A movie recommendation system in the form of an API. It contains the implementation of a User/User collaborative filtering algorithm to recommend movies.
The docker-compose command will automatically bring up a postgres server, load it with data and finally bring up the movierama service.
-
Compile:
$ mvn clean package -
Run:
$ docker-compose -f docker/docker-compose.yml up -
Swagger URL:
http://localhost:8080/swagger-ui.html
-
A user can rate a movie he viewed.
- POST:
http://localhost:8080/users/1/movies/1/ratings/5
- POST:
-
A user can retrieve information about the movies he viewed. The response is paginated.
- GET:
http://localhost:8080/users/1/movies/pages/1
- GET:
-
A user can retrieve a number of movie recommendations.
- GET
http://localhost:8080/users/1/movies/recommendations/5
- GET
NOTE: The movie descriptions are consumed from the external API: https://api.themoviedb.org.
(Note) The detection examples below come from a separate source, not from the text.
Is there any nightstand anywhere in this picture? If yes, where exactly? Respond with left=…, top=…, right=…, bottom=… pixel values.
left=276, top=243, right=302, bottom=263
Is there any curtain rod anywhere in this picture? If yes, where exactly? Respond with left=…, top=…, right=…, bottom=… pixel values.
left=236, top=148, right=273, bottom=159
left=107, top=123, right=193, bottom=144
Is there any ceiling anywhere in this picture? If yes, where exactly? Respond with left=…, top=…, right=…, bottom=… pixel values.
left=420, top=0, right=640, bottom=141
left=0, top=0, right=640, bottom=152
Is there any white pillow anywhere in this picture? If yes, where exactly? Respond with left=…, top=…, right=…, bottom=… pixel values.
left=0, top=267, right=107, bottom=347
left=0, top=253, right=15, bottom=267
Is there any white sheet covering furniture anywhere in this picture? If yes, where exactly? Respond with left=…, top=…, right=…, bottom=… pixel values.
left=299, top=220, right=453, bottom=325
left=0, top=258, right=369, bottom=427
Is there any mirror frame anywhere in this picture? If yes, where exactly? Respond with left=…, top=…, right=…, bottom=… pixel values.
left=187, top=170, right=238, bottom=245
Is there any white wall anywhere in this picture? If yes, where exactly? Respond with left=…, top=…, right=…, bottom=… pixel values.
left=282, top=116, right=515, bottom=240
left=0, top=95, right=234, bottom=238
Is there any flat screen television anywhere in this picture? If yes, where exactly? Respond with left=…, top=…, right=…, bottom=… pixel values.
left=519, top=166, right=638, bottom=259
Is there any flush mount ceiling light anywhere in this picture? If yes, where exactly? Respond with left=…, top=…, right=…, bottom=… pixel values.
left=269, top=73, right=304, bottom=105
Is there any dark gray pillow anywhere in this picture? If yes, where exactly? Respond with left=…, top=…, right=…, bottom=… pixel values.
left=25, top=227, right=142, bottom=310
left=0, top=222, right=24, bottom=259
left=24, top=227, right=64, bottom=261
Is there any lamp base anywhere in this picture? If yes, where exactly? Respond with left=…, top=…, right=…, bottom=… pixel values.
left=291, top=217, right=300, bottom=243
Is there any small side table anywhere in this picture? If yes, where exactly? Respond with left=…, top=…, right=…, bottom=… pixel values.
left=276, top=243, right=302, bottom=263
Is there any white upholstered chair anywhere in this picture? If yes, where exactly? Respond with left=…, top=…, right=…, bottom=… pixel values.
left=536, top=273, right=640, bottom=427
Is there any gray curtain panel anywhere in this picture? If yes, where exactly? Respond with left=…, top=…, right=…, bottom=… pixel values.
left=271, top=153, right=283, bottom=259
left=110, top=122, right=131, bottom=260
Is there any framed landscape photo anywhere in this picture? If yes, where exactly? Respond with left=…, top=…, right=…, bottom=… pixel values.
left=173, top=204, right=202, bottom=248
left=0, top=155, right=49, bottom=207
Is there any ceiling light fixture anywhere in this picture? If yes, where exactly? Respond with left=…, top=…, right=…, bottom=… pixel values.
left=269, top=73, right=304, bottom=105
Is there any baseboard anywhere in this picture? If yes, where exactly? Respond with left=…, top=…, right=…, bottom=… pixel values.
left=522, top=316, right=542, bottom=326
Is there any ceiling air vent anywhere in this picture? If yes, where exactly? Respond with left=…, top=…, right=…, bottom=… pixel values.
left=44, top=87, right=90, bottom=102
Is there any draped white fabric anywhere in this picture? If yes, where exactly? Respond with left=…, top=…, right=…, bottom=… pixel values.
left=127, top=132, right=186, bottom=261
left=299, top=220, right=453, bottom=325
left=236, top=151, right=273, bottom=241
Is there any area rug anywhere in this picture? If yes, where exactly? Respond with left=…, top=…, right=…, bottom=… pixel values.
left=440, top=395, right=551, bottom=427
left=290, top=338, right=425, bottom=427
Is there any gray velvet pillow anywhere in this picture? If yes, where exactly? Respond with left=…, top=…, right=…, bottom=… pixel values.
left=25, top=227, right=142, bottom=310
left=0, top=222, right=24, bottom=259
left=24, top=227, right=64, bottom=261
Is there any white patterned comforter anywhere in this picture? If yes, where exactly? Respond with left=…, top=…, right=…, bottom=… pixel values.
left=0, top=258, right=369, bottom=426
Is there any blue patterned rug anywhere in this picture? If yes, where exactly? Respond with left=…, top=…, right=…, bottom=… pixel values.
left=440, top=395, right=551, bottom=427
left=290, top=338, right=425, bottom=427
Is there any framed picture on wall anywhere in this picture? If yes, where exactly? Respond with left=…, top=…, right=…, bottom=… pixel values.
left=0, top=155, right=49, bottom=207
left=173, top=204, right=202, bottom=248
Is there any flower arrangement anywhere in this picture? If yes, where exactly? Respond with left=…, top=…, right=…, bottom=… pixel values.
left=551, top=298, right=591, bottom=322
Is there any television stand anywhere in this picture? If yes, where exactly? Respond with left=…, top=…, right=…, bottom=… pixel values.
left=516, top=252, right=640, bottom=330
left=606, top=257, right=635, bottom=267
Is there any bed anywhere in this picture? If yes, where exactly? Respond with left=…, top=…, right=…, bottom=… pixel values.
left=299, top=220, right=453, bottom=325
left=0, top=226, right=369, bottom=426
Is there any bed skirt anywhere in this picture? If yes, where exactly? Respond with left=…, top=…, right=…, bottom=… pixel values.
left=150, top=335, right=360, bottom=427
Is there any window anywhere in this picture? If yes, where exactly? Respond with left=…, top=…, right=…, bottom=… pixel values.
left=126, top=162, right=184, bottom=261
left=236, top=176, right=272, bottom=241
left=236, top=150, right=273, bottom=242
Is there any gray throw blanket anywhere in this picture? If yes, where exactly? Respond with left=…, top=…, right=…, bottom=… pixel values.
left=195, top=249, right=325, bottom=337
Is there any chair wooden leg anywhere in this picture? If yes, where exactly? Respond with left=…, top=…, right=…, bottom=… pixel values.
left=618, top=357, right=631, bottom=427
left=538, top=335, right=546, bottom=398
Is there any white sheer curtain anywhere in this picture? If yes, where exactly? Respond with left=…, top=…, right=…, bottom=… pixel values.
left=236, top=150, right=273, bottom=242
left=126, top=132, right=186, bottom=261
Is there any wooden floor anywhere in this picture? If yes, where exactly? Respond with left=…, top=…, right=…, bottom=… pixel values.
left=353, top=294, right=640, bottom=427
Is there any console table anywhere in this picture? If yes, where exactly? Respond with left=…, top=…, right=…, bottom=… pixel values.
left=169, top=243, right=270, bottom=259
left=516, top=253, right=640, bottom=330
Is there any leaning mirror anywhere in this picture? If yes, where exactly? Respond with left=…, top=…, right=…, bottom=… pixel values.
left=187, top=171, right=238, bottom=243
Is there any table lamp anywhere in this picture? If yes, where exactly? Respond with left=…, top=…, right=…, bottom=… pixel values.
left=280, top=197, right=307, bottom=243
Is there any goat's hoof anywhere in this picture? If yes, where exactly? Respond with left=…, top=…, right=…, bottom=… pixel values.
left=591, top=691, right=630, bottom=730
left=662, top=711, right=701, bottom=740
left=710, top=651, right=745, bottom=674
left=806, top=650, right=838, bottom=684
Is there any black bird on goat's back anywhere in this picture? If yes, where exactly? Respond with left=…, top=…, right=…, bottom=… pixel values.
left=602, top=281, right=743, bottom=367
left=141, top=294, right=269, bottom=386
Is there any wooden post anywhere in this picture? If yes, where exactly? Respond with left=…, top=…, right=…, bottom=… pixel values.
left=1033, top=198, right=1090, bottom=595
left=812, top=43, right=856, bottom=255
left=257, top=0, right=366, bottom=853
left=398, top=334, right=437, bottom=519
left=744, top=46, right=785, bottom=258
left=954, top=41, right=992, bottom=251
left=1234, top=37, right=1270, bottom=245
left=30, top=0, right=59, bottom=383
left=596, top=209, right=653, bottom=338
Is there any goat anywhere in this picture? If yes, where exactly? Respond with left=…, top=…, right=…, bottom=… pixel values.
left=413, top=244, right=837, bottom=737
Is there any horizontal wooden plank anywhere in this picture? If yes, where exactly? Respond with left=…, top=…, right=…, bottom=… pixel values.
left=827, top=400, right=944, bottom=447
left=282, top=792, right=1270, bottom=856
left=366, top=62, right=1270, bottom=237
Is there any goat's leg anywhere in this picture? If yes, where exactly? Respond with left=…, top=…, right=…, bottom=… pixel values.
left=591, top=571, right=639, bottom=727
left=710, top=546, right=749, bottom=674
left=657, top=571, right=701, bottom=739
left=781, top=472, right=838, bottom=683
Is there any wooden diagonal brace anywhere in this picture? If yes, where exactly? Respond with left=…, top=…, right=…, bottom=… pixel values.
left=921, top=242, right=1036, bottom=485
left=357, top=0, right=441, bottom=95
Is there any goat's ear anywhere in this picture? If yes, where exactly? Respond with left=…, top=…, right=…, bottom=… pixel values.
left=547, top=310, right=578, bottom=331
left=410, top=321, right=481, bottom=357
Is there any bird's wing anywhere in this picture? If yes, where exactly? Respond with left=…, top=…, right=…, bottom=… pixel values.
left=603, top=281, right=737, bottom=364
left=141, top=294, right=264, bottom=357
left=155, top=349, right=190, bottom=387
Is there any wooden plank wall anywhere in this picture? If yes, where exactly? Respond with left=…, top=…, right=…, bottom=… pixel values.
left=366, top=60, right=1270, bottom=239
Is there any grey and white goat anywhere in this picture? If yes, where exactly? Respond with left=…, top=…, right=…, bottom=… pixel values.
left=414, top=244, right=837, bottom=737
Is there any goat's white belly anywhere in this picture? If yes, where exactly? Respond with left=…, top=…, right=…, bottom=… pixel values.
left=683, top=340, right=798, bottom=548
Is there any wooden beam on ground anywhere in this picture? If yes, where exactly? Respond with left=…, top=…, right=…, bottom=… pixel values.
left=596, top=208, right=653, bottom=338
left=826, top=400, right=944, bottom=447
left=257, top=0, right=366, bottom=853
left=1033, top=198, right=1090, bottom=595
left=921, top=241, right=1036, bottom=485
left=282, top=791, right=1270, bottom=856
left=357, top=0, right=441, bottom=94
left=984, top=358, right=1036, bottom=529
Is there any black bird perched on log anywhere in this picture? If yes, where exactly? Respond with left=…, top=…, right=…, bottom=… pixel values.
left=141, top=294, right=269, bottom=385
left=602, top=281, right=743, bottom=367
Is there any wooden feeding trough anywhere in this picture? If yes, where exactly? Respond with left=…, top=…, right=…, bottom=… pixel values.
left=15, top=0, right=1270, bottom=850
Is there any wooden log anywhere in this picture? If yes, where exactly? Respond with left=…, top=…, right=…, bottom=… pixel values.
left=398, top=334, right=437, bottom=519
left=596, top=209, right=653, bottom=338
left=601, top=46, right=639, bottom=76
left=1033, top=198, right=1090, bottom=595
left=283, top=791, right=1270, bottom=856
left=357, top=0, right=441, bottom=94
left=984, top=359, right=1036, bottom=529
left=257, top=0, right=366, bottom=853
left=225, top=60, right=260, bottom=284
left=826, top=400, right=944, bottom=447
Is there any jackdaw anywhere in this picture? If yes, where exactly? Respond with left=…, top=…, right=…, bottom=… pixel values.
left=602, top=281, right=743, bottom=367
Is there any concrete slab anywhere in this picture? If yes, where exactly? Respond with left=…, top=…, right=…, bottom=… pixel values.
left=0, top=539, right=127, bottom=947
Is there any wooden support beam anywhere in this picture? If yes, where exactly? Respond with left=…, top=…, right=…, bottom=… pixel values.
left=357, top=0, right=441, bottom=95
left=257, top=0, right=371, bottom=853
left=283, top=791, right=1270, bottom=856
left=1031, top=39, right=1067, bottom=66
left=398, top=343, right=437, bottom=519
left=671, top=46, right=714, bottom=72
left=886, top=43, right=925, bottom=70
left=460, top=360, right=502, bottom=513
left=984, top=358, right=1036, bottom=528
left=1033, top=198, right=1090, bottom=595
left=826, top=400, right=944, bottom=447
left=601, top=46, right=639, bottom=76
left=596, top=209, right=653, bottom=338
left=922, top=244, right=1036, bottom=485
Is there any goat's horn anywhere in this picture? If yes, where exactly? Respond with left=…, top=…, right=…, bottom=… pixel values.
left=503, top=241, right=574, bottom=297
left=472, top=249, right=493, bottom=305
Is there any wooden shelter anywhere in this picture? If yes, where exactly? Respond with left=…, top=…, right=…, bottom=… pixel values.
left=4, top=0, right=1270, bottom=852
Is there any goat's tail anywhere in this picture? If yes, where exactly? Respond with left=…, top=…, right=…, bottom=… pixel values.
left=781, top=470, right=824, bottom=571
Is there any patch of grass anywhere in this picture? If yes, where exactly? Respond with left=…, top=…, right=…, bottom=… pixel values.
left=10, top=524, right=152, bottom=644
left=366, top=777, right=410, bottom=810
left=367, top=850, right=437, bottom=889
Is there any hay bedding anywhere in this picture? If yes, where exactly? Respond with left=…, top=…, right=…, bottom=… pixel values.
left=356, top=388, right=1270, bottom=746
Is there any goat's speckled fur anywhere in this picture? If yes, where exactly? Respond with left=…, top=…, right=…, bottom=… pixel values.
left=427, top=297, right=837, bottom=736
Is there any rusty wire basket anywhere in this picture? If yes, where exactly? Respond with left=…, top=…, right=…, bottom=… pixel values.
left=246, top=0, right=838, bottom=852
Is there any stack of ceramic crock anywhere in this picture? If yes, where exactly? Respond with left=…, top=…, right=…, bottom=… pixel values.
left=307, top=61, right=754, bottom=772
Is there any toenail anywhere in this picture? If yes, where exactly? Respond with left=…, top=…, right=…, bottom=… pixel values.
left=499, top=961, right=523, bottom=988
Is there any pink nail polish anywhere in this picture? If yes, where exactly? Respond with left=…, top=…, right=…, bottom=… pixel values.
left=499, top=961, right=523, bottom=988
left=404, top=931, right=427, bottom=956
The movielens dataset has been used to populate the user profiles.
- Location:
$ wget http://files.grouplens.org/datasets/movielens/ml-latest-small.zip
The ratings.csv and movies.csv have been preprocessed with the scripts located at: sql/data/scripts. These are:
-
preprocess-movie-data.sh -
preprocess-rating-data.sh
The SQL statements which are produced by these two scripts and that populate the DB are located at sql/schema/DATA-[MOVIES|RATINGS].sql.
The DB schema is located at sql/schema/TABLES.sql.
All schema and data are loaded automatically with the docker-compose command.